A General Offline Reinforcement Learning Framework for Interactive Recommendation

Teng Xiao,Donglin Wang
2023-10-01
Abstract:This paper studies the problem of learning interactive recommender systems from logged feedbacks without any exploration in online environments. We address the problem by proposing a general offline reinforcement learning framework for recommendation, which enables maximizing cumulative user rewards without online exploration. Specifically, we first introduce a probabilistic generative model for interactive recommendation, and then propose an effective inference algorithm for discrete and stochastic policy learning based on logged feedbacks. In order to perform offline learning more effectively, we propose five approaches to minimize the distribution mismatch between the logging policy and recommendation policy: support constraints, supervised regularization, policy constraints, dual constraints and reward extrapolation. We conduct extensive experiments on two public real-world datasets, demonstrating that the proposed methods can achieve superior performance over existing supervised learning and reinforcement learning methods for recommendation.
Machine Learning,Information Retrieval
What problem does this paper attempt to address?
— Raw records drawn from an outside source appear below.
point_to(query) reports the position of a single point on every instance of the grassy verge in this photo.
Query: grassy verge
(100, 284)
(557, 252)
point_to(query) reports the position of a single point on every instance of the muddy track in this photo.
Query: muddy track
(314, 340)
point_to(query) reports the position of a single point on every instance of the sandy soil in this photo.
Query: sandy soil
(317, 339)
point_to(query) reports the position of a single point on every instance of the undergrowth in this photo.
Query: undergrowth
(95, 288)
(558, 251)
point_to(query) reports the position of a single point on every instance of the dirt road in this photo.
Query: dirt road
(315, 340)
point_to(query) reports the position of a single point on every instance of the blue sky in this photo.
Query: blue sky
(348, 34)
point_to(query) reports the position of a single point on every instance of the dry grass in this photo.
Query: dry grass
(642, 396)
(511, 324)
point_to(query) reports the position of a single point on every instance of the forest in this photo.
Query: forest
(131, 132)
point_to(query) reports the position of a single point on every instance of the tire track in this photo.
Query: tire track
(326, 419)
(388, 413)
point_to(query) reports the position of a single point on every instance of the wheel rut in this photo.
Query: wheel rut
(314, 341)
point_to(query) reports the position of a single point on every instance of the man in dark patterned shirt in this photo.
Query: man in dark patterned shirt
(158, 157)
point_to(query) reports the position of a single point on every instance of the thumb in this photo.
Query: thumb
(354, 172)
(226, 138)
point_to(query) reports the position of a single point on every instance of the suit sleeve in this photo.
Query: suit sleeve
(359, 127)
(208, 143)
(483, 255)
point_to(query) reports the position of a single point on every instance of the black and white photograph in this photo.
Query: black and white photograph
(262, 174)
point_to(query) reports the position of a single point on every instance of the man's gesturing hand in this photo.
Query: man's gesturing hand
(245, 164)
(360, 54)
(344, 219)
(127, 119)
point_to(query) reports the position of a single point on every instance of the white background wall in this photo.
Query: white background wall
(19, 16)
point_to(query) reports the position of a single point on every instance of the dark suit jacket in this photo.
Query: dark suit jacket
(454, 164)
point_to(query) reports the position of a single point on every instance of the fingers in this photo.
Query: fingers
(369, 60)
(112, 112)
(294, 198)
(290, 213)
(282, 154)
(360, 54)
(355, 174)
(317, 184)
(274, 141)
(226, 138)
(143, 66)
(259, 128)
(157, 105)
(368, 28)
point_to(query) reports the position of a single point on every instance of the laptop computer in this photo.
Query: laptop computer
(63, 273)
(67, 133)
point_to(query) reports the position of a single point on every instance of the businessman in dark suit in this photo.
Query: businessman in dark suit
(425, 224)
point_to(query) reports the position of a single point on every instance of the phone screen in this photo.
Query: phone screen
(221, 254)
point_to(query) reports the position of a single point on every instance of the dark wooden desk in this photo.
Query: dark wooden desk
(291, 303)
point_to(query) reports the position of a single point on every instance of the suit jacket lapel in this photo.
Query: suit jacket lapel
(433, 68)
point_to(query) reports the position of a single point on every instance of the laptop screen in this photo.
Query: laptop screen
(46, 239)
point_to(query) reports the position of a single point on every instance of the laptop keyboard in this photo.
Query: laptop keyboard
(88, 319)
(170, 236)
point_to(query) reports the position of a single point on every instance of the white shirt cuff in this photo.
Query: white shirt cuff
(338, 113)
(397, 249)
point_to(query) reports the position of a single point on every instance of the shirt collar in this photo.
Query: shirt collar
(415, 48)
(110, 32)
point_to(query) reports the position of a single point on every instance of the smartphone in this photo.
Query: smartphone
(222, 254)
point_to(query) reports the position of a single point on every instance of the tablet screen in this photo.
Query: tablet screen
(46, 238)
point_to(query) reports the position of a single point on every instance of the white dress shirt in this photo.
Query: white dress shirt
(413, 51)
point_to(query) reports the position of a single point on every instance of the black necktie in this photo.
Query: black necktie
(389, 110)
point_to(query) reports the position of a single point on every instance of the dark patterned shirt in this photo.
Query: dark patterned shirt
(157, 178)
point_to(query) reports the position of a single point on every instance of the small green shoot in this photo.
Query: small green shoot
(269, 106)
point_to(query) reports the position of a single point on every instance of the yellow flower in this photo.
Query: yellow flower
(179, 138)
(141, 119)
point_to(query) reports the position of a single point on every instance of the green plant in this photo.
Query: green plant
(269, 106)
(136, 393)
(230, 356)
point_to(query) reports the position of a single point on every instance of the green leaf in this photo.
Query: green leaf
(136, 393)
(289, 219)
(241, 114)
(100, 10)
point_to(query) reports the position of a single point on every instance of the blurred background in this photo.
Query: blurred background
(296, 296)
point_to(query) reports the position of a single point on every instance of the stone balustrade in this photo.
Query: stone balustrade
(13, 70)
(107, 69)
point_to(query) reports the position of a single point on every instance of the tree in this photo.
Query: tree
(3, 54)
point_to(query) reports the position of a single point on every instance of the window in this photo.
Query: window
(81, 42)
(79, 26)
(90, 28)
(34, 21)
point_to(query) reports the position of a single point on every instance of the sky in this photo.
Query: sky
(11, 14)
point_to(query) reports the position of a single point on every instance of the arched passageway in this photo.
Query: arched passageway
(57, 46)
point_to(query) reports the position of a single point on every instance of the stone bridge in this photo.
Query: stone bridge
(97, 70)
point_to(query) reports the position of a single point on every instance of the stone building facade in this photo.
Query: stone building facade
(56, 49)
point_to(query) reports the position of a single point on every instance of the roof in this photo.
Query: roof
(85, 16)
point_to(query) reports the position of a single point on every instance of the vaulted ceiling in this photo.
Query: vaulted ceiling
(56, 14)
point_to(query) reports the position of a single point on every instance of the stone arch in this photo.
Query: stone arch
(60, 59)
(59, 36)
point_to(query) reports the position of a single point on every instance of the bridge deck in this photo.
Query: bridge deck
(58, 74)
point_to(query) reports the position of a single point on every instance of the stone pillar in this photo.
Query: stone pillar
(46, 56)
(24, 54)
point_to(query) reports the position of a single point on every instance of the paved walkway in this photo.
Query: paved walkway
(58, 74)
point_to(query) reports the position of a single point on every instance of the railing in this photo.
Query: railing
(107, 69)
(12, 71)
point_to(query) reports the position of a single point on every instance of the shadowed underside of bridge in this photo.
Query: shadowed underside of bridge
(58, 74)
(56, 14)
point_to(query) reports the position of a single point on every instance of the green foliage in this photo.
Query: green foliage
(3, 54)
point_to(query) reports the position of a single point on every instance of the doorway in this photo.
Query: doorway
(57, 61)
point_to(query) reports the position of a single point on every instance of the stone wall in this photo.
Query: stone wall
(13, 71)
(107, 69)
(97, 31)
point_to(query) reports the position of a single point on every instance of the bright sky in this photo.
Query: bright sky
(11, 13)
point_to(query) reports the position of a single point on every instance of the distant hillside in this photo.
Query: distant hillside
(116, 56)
### Problems the paper attempts to solve This paper studies the problem of how to learn an interactive recommendation system from logged feedback without online exploration. Specifically, the author proposes a general offline reinforcement learning framework to solve the recommendation problem, which can maximize the cumulative user rewards without online exploration. The article mainly addresses the following challenges: 1. **Discrete Stochastic Policy**: - In the testing phase, the recommendation system needs to generate a list containing multiple items according to a discrete policy, rather than just recommending one item. Training a deterministic policy violates the basic principle of machine learning, that is, the testing and training conditions must match. 2. **Extrapolation Error**: - The extrapolation error is a problem in off - policy value learning, caused by the mismatch between the dataset and the true state - action visits of the current policy. This problem is especially serious for recommendation tasks involving a large number of discrete actions. 3. **Unknown Logged Policy**: - User feedback usually comes from a mixture of previous policies, which are unknown. The methods for estimating the logged policy are limited by their ability to accurately estimate the unknown logged policy. To address these challenges, the author proposes a general offline reinforcement learning framework, including five methods such as support constraint, supervised regularization, policy constraint, dual constraint, and reward extrapolation, to reduce the distribution mismatch between the logged policy and the recommended policy. Through extensive experiments on two publicly available real - world datasets, it is verified that the proposed method outperforms existing supervised learning and reinforcement learning methods in recommendation performance.